Ever since sat-navs became commonplace in cars around the world, the relationship between vehicles and wireless data has been very close. In the world of logistics though, it is set to go up another gear as commercial trucks are poised to be driven solely by artificial intelligence, providing the interface between computers and the truck on its travels.
Utilising a combination of on-board sensors and a constant connection to an external wireless network, smart trucks in theory will do away with the need for a driver. Using the steady stream of data, they will be able to assess not only their surroundings, but many miles ahead. Through analysis that only a machine could process so rapidly, the system will be able to determine how close it is to the vehicle in front of it just as easily as it can plot a new route if faced with an upcoming traffic jam.
In theory such an intelligent programme would be revolutionary for truck fleets around the world, and it comes as no surprise that research funding for such development has not been hard to come by. In the USA, even the state Government of Ohio has invested $15 million in providing a testing facility for these trucks, in the name of competitiveness as no-one wants to be left behind by what could be a ‘game-changing’ development.
On the other side of the planet in Singapore, the thinking is broadly the same. Worried about a shortage of drivers, the city-state’s transport authority has turned to the Swedish firm Scania to provide a fleet of self-driving trucks to facilitate the movement of shipping Containers within the local ports. With only a small labour force to draw upon let alone suitably qualified, trucks which can operate independently are becoming a necessity for Singapore’s economy to continue to function. Here, they fill a niche roll and are filling a gap in employment rather than creating one.
If we were to adopt smart trucks en masse however, millions of drivers would become unemployed virtually overnight. Within the UK for example, there are 2.2 million truck drivers that would be set to lose their income, and with a skillset on the whole very specific to this one position. In their place, it has been theorised that convoys of automated trucks would take over, utilising their distance detection technology to remain close together at all times and out of the way of other traffic.
Yet whilst they would arguably make for an efficient form of delivery service, this is only in theory. Smart trucks may be more superficially intelligent than human drivers at reading conditions, but they lack a real person’s ability to improvise to unforeseen circumstances. Much of motorway driving in particular revolves around keeping an eye on the vehicles around you, so whilst the trucks may not cause an issue, how well can they instantly react to someone else’s mistake?
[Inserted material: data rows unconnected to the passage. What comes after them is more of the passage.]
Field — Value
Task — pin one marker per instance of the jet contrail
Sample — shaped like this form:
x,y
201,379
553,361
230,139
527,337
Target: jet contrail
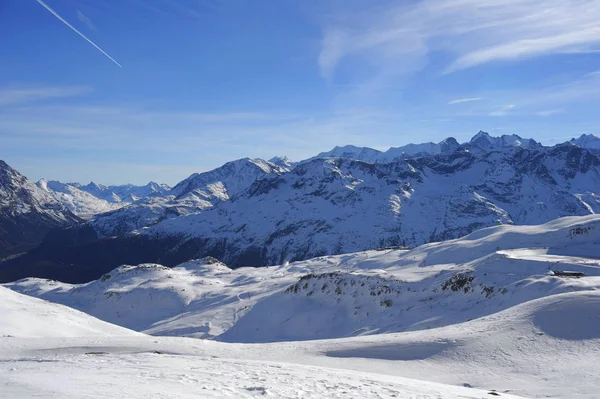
x,y
79,33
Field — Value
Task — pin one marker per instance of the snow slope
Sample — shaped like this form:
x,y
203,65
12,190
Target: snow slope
x,y
27,212
183,368
481,143
476,317
588,141
543,348
80,202
198,192
25,316
330,206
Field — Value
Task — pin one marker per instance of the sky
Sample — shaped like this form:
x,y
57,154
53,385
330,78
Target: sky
x,y
130,91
Furthermore, what happens in the event of a technical malfunction? Whilst it’s guaranteed that the quality of each truck will undoubtedly be high and that they will be regularly maintained, no software works perfectly 100% of the time-especially on such a large scale as this. Without a driver at the wheel to take over in the case of an emergency, a malfunctioning truck could wreak havoc, and it would be fortunate if it was the only vehicle damaged in such circumstances.
Other concerns have also been expressed over the threat of hacking, by those who would want to take control of a truck and its contents. The motivations for this range from mischievous to sinister, and could present a very real security risk. 1 in 10 people within England and Wales have already been the attempted targets of cybercrime, which is rapidly growing as a major threat thanks to the increasing interconnectivity provided by modern technology. If the truck’s security software was compromised, then not only could it and its contents be stolen, but it could be used as a weapon in the wrong hands. Security specialists concluded that it is only a matter of time until such a scenario occurs, with no system being totally impregnable.
Therefore as things currently stand there are still many issues which would make smart trucks unfit for replacing human drivers. Not only is there the economic aspect to consider which would put millions out of work, but the potential risks are greater than those posed by a real person in control. Whilst humans are more prone to errors and causing crashes, once they’ve come to a halt that tends to be the end of the incident. In contrast, an automated truck may mistakenly try to push onto its destination, unaware of the tremendous danger it is putting other road users in. Being exclusively controlled via data opens up a door to all manner of rogue threats, and the sheer volume of trucks on the roads would make guarding all of them 24/7 a colossal task.
So as impressive as it seems, the safest method is still that which involves a physical presence at the wheel. The current system has flaws to be sure, but is a known quantity. These flaws could be greatly helped via the provision of accessories such as parking sensors and other innovations, to help the driver remain as clued up as they can at any given moment. AI could play a valuable role alongside the driver, but someone should always be in control so that they can intervene in the event of an emergency.